A Boca do Inferno resulta do desmoronamento do teto de uma caverna, numa zona de lapiás. Com efeito, entre o farol de Santa Marta e o forte da Cresmina (no Guincho) fica o lapiás da Boca do Inferno, um bom local para estudar e observar a erosão das rochas (calcários dolomíticos e dolomitos) por ação dos elementos e da força do mar.
Da erosão dos calcários resulta um sedimento avermelhado a que se dá o nome de terra rossa que aqui pode ser observado. Na zona observam-se grandes rochedos a que se dá o nome de matacão.
Na zona é possível observar fósseis, incluindo algumas amonites, dentes de peixe e ostras.

Preste ainda atenção a camadas com pequenos calhaus rolados e cores avermelhadas, pois trata-se de antigas praias do Quaternário, mostra das oscilações do nível dos oceanos.
No local existe um painel explicativo sobre a geologia do local e as aves que ali pode observar.
Tenha muito cuidado, pois existem muitos buracos na zona.

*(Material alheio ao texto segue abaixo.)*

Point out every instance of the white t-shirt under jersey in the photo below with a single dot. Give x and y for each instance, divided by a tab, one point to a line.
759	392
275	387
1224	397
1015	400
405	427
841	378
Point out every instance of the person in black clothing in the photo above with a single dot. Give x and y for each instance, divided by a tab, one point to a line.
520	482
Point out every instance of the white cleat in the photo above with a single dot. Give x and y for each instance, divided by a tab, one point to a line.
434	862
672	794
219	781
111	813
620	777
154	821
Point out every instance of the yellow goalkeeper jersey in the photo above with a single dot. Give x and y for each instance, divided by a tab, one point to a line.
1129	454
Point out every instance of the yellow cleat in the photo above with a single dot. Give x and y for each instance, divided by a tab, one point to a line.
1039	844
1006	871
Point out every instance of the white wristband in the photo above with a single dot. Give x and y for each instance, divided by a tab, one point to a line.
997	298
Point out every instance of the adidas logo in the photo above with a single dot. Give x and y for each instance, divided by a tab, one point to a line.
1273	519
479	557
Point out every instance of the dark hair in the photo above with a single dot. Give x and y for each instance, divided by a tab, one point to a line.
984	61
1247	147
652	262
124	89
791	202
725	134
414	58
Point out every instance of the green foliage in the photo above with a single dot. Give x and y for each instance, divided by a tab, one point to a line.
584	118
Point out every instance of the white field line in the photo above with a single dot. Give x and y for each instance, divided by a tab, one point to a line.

Fique longe da beira da arriba, pois é instável e particularmente perigosa, especialmente em dias de tempestade.

Glossário
Calcário – do latim calcariu, relativo à cal. Rocha sedimentar constituída por carbonato de cálcio.
Calcário dolomítico – calcário com 10 a 50% de dolomite (carbonato duplo de cálcio e magnésio). O nome provém do geólogo francês D. Dolomieu.
Lapiás ou lapiaz – paisagem comum em zonas calcárias, densamente sulcadas devido à dissolução do calcário pelas águas da chuva ao longo de fraturas e ruturas. É a forma cársica de menores dimensões, designando tanto uma forma apenas como um conjunto de formas lapiares.
Quaternário – período de tempo da Era Cenozóica que se iniciou há cerca de 1,75 milhões de anos até ao presente.
Terra rossa – “rossa” significa vermelha. Expressão italiana que indica um solo avermelhado resultante da dissolução de rochas carbonatadas devido à água das chuvas. É composto por argila e óxido de ferro, daí a cor vermelha.
Na Madeira, mais precisamente no Porto do Moniz, existe um sítio em tudo semelhante a esse e em minha opinião, mais espetacular. Procurem conhecê-lo.